Именно Гнедиса приставил проклятый друг юности Никифор для присмотра за макелариями Константинополя и, самое главное, за каждым движением их старейшины. А чтобы Андроник не рвался из железного ошейника с внутренними шипами, парадинаст империи велел увезти детей старейшины. Теперь и Андроник, и его красавица жена Оливия и вздохнуть полной грудью не могут без позволения юнца Гнедиса. А тот ежедневно обещает привезти сыновей к родителям на короткое свидание, но ежедневно находит повод отказать в этом. Как только не стараются Андроник и Оливия, но проклятый Гнедис все равно усматривает в их поведение непокорность парадинасту империи Никифору, а порой и дерзость.

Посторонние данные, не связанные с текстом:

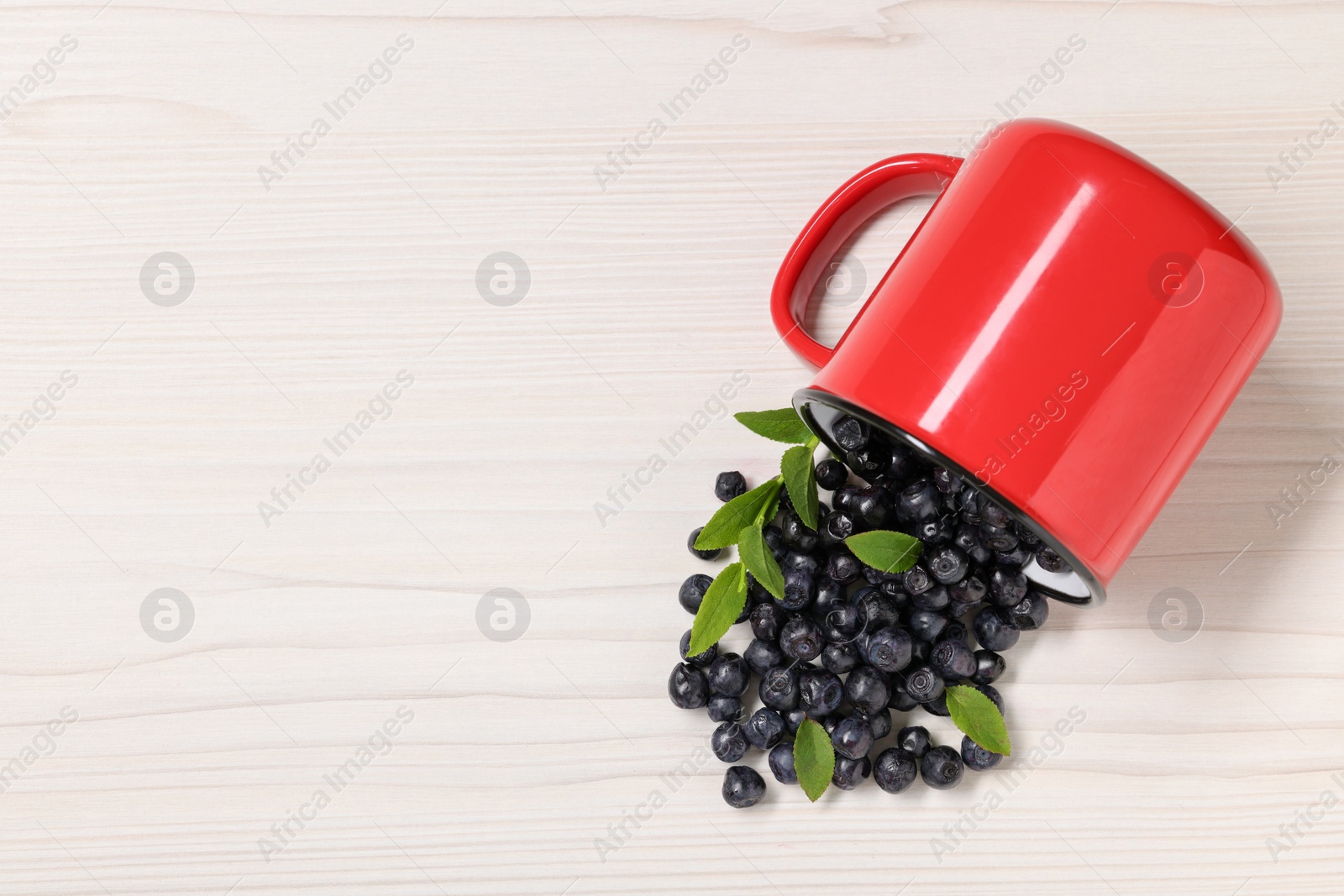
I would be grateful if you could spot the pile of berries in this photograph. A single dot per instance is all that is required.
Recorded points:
(848, 644)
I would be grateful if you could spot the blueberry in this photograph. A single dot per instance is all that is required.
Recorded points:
(820, 692)
(914, 741)
(994, 515)
(889, 649)
(937, 531)
(870, 461)
(766, 621)
(976, 757)
(917, 579)
(800, 590)
(971, 506)
(995, 698)
(850, 432)
(948, 563)
(712, 553)
(801, 638)
(743, 786)
(945, 479)
(840, 658)
(990, 665)
(895, 770)
(936, 598)
(831, 474)
(779, 688)
(937, 707)
(953, 660)
(998, 537)
(846, 499)
(850, 773)
(725, 708)
(954, 631)
(1030, 613)
(1016, 558)
(729, 674)
(920, 652)
(875, 609)
(900, 700)
(927, 624)
(853, 738)
(874, 506)
(729, 741)
(701, 658)
(781, 763)
(843, 567)
(763, 656)
(801, 562)
(1007, 586)
(968, 539)
(687, 687)
(924, 684)
(692, 591)
(835, 528)
(1026, 535)
(867, 689)
(799, 537)
(918, 501)
(764, 728)
(842, 624)
(994, 631)
(880, 723)
(971, 590)
(729, 485)
(941, 768)
(1050, 562)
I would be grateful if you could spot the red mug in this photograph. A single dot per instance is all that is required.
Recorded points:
(1066, 325)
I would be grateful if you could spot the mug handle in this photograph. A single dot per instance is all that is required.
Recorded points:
(858, 199)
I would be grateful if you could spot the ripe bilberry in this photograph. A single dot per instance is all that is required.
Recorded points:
(941, 768)
(687, 687)
(895, 770)
(743, 786)
(729, 741)
(729, 485)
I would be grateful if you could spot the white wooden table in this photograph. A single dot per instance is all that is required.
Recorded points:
(192, 765)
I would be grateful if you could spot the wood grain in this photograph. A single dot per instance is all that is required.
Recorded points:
(362, 597)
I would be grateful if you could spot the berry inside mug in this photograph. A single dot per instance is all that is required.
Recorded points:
(1065, 328)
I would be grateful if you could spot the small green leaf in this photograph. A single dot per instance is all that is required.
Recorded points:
(722, 606)
(781, 426)
(813, 759)
(759, 562)
(979, 719)
(882, 550)
(726, 526)
(800, 477)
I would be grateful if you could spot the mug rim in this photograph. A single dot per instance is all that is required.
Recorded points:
(806, 396)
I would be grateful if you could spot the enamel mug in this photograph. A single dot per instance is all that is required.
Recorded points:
(1066, 327)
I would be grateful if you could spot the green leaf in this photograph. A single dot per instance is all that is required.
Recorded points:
(781, 426)
(800, 477)
(813, 759)
(719, 610)
(726, 526)
(979, 719)
(886, 551)
(759, 562)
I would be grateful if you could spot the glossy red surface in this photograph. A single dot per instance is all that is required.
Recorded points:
(1068, 322)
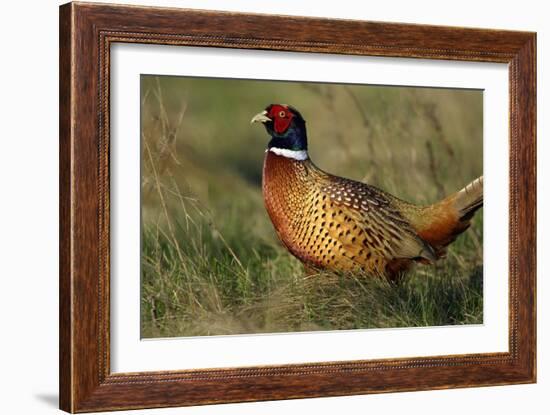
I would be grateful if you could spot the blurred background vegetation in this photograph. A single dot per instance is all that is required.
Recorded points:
(211, 261)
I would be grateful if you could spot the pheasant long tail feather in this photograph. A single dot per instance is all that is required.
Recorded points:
(440, 223)
(469, 199)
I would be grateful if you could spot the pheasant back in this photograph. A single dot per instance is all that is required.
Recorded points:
(336, 223)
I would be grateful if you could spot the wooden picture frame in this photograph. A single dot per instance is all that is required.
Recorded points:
(87, 32)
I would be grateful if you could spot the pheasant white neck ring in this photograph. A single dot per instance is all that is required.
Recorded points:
(299, 155)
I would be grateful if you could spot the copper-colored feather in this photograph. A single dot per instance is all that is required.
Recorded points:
(340, 224)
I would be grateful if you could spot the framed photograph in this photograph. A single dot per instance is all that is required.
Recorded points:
(343, 207)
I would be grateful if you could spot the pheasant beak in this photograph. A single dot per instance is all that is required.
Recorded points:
(261, 117)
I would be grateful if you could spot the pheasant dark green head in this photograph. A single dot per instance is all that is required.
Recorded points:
(286, 127)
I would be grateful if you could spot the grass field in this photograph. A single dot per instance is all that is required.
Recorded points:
(211, 262)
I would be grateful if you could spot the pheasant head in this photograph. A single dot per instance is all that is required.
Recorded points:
(287, 129)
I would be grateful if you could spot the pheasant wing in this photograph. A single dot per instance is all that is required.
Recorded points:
(366, 223)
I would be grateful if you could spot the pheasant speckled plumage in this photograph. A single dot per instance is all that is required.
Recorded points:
(340, 224)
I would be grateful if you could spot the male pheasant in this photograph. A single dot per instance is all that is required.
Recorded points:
(334, 223)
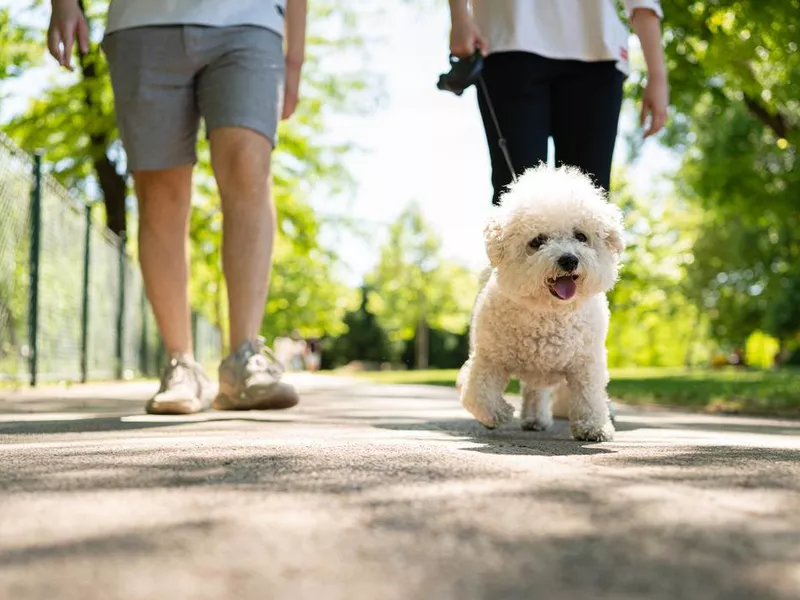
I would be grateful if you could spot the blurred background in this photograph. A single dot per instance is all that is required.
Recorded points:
(382, 185)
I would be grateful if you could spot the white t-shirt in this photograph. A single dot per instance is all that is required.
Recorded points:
(124, 14)
(589, 30)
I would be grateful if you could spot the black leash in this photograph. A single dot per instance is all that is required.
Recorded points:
(463, 73)
(500, 139)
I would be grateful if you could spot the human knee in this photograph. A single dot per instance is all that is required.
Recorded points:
(163, 190)
(241, 160)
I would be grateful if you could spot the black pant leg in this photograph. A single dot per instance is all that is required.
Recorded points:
(586, 103)
(518, 86)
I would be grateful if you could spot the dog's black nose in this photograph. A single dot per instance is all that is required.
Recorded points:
(568, 262)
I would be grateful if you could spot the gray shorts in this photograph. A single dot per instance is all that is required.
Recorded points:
(165, 78)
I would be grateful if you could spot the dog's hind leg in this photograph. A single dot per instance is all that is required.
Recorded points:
(589, 416)
(536, 408)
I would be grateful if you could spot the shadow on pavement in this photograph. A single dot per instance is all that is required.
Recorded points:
(510, 439)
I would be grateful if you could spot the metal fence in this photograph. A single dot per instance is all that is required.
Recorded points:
(72, 303)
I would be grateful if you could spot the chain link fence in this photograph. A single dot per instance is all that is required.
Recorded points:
(72, 303)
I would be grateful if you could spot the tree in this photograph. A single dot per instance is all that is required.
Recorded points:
(364, 340)
(725, 51)
(415, 288)
(74, 123)
(653, 321)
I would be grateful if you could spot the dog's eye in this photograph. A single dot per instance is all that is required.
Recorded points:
(537, 242)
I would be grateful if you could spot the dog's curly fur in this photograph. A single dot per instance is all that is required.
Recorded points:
(529, 321)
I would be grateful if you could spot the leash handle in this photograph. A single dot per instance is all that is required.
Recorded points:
(501, 141)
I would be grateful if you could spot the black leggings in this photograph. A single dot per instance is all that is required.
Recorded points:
(575, 102)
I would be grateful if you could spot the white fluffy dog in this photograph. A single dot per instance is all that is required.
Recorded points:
(554, 246)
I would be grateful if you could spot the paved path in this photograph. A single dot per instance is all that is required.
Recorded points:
(367, 492)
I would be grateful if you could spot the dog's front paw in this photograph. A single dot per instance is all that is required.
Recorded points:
(589, 431)
(491, 414)
(536, 424)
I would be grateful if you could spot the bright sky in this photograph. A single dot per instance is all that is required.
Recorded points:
(423, 144)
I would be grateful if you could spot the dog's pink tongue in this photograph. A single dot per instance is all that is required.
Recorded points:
(565, 287)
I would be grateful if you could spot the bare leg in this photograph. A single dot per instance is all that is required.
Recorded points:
(164, 203)
(482, 394)
(589, 418)
(241, 161)
(536, 413)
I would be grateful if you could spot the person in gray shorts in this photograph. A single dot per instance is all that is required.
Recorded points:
(172, 63)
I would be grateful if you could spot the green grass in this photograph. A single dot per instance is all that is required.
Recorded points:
(725, 390)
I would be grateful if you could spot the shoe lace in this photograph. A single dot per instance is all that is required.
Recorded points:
(263, 359)
(179, 370)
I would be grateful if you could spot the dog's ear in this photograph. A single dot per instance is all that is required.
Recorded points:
(613, 229)
(493, 238)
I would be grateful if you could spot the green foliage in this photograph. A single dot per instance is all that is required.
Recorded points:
(364, 340)
(447, 350)
(74, 123)
(727, 51)
(413, 283)
(652, 321)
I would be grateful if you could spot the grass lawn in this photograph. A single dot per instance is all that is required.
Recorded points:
(725, 390)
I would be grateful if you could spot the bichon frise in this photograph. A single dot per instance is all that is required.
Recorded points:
(542, 316)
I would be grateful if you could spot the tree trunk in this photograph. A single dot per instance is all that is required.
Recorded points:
(423, 345)
(113, 185)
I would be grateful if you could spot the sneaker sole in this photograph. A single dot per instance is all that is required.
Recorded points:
(174, 407)
(224, 402)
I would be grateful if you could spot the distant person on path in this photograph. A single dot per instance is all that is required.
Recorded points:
(556, 68)
(172, 63)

Отказавшаяся омыть ноги юнца, Оливия несколько часов стояла в полдень, с непокрытой головой, пока ее муж, едва ли не бегом наполнял малым кувшином бассейн во дворе. Все это с горечью созерцали немногие из тех слуг и рабов, что позволил Андронику друг детства оставить в новом доме. Они не смели и шелохнуться все это время, так как за ними зорко приглядывали два огромного роста варяга, приданные для безопасности Гнедиса его покровителем парадинастом Никифором.
Быстро установив в доме необходимый на их взгляд порядок, варяги пристрастились к дармовому вину и харчу, подолгу спали, а в последние недели от скуки стали издеваться над домочадцами Андроника. Старейшина макелариев несколько раз спрашивал у своих рабов и слуг причину их слез и синяков, но те молчали. Понял не сразу и только тряхнул поседевшими и неопрятно отросшими волосами. А еще из дома сбежали две молодые рабыни, но Андроник не велел подавать на их розыск и возвращение, догадываясь, что заставило девушек бросить себя на муки опасных улиц Константинополя.